UrlFetchApp.fetch on Google Spreadsheets cannot connect AWS backend webservice

Question

We have an EC2 instance on AWS which we deployed our backend services to. We started by using Google Spreadsheets (scripted with Google Apps Script) to present our backend, through a webservice deployed on our server. We have a specific port from which https (uses a self-signed certifiate) protocol is used to serve the webservice encrypted while on flight. We had set up Security Groups (basically a firewall entry group) which include following CIDR ranges for that specific ingress port of our webservice:

64.18.0.0/20 
64.233.160.0/19 
66.102.0.0/20 
66.249.80.0/20 
72.14.192.0/18 
74.125.0.0/16 
173.194.0.0/16 
207.126.144.0/20 
209.85.128.0/17 
216.58.192.0/19 
216.239.32.0/19 

as described in https://developers.google.com/apps-script/guides/jdbc#setup_for_google_cloud_sql

This setup was working fine until 5 days ago. Then something weird happened. When we run the script behind the spreadsheet from 'Script Editor' code works fine and requests to our webservice return successfully. But when the exact same code was invoked through a menu item, it was not doing anything.

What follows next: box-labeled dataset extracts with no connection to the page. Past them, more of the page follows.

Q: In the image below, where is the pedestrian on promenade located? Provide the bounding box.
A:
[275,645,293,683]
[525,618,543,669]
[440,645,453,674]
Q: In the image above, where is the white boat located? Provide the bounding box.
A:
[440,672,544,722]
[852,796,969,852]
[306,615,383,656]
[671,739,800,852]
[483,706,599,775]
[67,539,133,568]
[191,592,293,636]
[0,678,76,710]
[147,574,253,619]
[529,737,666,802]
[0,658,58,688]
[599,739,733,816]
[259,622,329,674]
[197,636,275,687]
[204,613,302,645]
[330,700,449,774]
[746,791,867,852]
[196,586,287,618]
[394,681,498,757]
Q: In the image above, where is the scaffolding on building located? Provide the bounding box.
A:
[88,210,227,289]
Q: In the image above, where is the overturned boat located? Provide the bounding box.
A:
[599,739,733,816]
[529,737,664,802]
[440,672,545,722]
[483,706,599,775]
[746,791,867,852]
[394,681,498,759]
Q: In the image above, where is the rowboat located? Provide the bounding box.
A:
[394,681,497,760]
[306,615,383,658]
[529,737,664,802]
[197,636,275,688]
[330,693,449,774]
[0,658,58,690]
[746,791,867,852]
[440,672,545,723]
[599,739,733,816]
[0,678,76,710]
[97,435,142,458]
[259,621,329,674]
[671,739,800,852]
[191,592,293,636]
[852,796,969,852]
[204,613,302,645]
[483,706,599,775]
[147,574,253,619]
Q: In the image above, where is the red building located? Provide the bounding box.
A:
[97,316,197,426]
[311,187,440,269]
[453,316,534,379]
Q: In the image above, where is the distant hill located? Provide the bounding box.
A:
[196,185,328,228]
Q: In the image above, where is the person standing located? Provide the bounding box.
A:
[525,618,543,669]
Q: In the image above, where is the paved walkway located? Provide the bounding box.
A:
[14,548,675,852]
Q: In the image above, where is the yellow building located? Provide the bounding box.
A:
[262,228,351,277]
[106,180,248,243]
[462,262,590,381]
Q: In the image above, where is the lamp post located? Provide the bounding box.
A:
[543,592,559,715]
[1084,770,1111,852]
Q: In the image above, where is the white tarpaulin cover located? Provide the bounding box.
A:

After long frustrating investigation we found out that request was not even reaching our server (there were numerous other quirky symptoms like only last log command was visible on 'Execution Transcript' even though there should have been many others). Then we tried replacing the security group with a rule that accepts from any ip but to specific port everything was working fine again.

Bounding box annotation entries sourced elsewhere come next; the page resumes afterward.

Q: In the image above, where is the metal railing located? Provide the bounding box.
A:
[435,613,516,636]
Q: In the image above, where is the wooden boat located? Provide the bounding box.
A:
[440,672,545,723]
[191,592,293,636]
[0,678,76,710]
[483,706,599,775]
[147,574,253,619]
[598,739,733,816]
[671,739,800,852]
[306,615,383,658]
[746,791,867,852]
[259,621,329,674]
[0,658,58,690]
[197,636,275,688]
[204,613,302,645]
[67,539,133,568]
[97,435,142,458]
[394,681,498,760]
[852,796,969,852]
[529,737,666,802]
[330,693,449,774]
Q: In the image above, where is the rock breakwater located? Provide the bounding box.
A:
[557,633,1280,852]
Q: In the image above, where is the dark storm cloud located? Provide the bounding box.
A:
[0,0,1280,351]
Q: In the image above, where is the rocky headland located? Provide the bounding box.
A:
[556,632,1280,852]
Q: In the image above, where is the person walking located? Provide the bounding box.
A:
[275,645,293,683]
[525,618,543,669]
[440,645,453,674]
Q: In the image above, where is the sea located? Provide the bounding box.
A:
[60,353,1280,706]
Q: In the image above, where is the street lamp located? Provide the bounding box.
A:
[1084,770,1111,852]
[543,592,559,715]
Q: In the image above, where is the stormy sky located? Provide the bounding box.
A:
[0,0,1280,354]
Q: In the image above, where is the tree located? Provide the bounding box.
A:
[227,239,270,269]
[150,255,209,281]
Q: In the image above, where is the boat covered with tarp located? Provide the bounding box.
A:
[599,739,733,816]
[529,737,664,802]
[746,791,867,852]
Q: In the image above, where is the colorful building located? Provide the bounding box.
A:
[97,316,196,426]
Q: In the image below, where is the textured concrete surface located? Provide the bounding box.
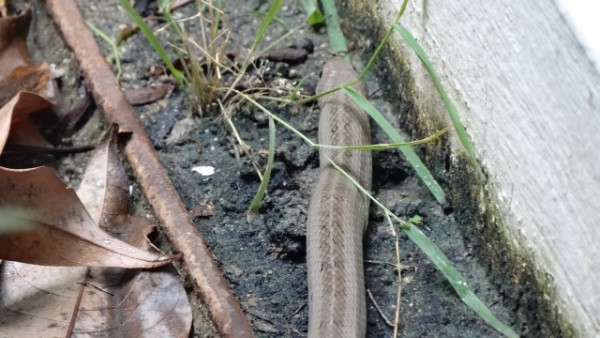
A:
[345,0,600,337]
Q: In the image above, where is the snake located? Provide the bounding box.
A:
[306,58,372,337]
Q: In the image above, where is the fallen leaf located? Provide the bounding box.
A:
[124,83,175,106]
[77,125,129,224]
[0,92,51,154]
[0,9,50,107]
[0,125,192,337]
[0,167,173,268]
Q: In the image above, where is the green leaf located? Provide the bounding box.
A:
[342,86,446,203]
[394,23,483,175]
[119,0,185,82]
[321,0,348,57]
[302,0,325,26]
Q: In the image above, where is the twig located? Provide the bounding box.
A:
[367,289,395,328]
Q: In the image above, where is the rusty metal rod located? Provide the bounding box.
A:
[46,0,254,337]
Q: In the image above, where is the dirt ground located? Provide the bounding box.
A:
[3,0,537,337]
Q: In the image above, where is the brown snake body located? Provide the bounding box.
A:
[307,58,372,337]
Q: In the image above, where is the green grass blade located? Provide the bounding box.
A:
[327,158,519,338]
[342,86,446,204]
[247,116,275,217]
[85,20,122,81]
[394,23,483,174]
[402,222,519,338]
[250,0,283,54]
[321,0,349,61]
[119,0,185,82]
[301,0,325,26]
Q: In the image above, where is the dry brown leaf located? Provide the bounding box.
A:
[0,125,192,337]
[0,9,50,106]
[0,167,173,268]
[0,92,51,154]
[77,125,129,224]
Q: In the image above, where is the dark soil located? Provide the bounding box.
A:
[4,1,535,337]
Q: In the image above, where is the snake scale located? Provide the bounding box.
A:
[307,58,372,337]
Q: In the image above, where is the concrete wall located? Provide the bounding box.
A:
[342,0,600,337]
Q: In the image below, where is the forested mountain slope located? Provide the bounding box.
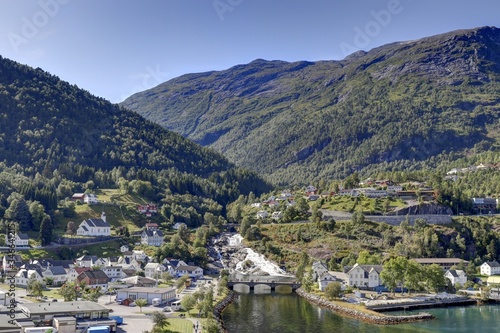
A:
[121,27,500,184]
[0,57,270,214]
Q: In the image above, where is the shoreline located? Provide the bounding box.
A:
[295,288,436,325]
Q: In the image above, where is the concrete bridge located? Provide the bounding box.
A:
[227,276,302,291]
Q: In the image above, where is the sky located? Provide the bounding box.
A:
[0,0,500,103]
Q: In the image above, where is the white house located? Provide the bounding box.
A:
[479,261,500,276]
[101,265,126,282]
[444,269,467,286]
[76,212,111,236]
[42,266,67,287]
[15,268,43,287]
[257,210,269,219]
[14,233,29,247]
[344,263,382,288]
[175,266,203,278]
[66,267,90,282]
[271,211,283,220]
[144,262,166,279]
[83,193,99,205]
[172,222,187,230]
[141,229,163,246]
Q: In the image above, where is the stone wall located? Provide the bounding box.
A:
[296,289,435,325]
[54,236,114,245]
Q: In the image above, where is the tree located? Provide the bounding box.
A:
[40,215,53,246]
[58,282,79,302]
[151,311,168,332]
[380,257,408,293]
[29,201,45,231]
[135,298,148,313]
[66,221,76,236]
[424,264,446,292]
[181,295,196,312]
[324,282,342,300]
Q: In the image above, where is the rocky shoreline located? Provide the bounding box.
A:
[296,288,435,325]
[213,290,236,333]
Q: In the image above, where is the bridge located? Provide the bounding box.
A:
[227,276,302,291]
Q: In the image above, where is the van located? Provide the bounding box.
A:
[170,300,182,311]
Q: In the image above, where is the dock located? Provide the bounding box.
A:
[366,297,477,312]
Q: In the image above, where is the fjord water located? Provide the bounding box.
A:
[223,293,500,333]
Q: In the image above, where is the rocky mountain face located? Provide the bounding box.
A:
[122,27,500,184]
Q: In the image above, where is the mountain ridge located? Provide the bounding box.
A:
[121,27,500,184]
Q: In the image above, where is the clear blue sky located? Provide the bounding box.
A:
[0,0,500,102]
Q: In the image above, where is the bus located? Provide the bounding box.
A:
[170,300,182,311]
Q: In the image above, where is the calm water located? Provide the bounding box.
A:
[223,293,500,333]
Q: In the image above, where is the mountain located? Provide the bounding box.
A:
[0,57,270,209]
[121,27,500,184]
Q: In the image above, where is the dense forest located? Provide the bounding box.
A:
[122,27,500,186]
[0,57,271,236]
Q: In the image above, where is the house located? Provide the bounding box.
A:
[76,269,109,290]
[144,262,166,279]
[2,254,24,272]
[120,275,158,287]
[386,185,403,193]
[71,193,85,203]
[66,267,90,282]
[472,198,498,214]
[42,266,67,287]
[10,232,29,247]
[414,258,469,271]
[312,261,328,280]
[83,193,99,205]
[76,212,111,236]
[479,261,500,276]
[137,203,158,217]
[116,287,176,304]
[317,272,345,291]
[141,229,163,246]
[132,250,148,262]
[15,268,44,288]
[344,263,383,288]
[444,269,467,286]
[101,265,126,282]
[76,255,99,267]
[486,275,500,288]
[271,211,283,220]
[257,210,269,219]
[172,222,187,230]
[175,266,203,278]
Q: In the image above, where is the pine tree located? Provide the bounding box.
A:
[40,215,52,246]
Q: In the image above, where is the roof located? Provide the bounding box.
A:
[176,266,200,272]
[78,269,108,280]
[83,219,110,227]
[20,301,109,315]
[483,261,500,267]
[143,230,163,237]
[17,232,29,240]
[46,266,66,275]
[119,287,176,294]
[413,258,469,264]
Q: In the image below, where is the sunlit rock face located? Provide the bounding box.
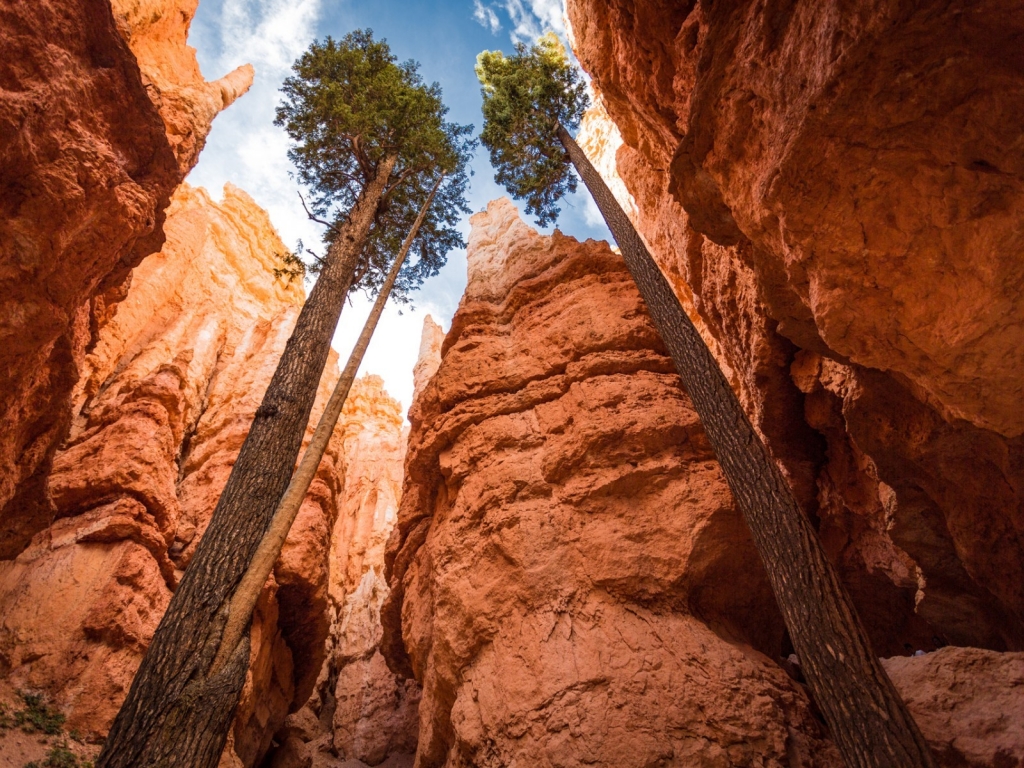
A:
[882,647,1024,768]
[0,185,343,766]
[0,0,252,558]
[383,200,839,768]
[568,0,1024,655]
[270,376,421,768]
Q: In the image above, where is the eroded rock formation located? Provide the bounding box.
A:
[0,185,343,766]
[0,0,252,558]
[384,200,838,768]
[568,0,1024,654]
[271,376,421,768]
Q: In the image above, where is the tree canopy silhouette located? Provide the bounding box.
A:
[476,34,933,768]
[97,30,473,768]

Here is a link to seemingly relevant issue in google-apps-script-issues page: https://code.google.com/p/google-apps-script-issues/issues/detail?id=4679#c8

We ran tcpdump tcp port <port> -i eth0 -vv and observed that when we run the code from 'Script Editor' request was made from 66.102.7.156 (and from similar ips, which are in 66.102.0.0/20), when code is invoked from menu item in spreadsheet the request was made from 72.14.199.55 (and from similar ips, which are in 72.14.192.0/18). This one seems to be the problematic ip range.

My question is, why is it the case that when request sources are correctly included in firewall rules one block of ips don't work and starts to work when ip restriction on the port is lifted (source ip 0.0.0.0/0)? Is it a bug of Security Groups in AWS? Or are we doing something wrong? Also if our approach is not adequate in any way, alternative solutions or suggestions would be much appreciated.

Answer 1

As per the issues you linked to, there was a bug in Apps Script that lead to this behavior. That bug has now been fixed.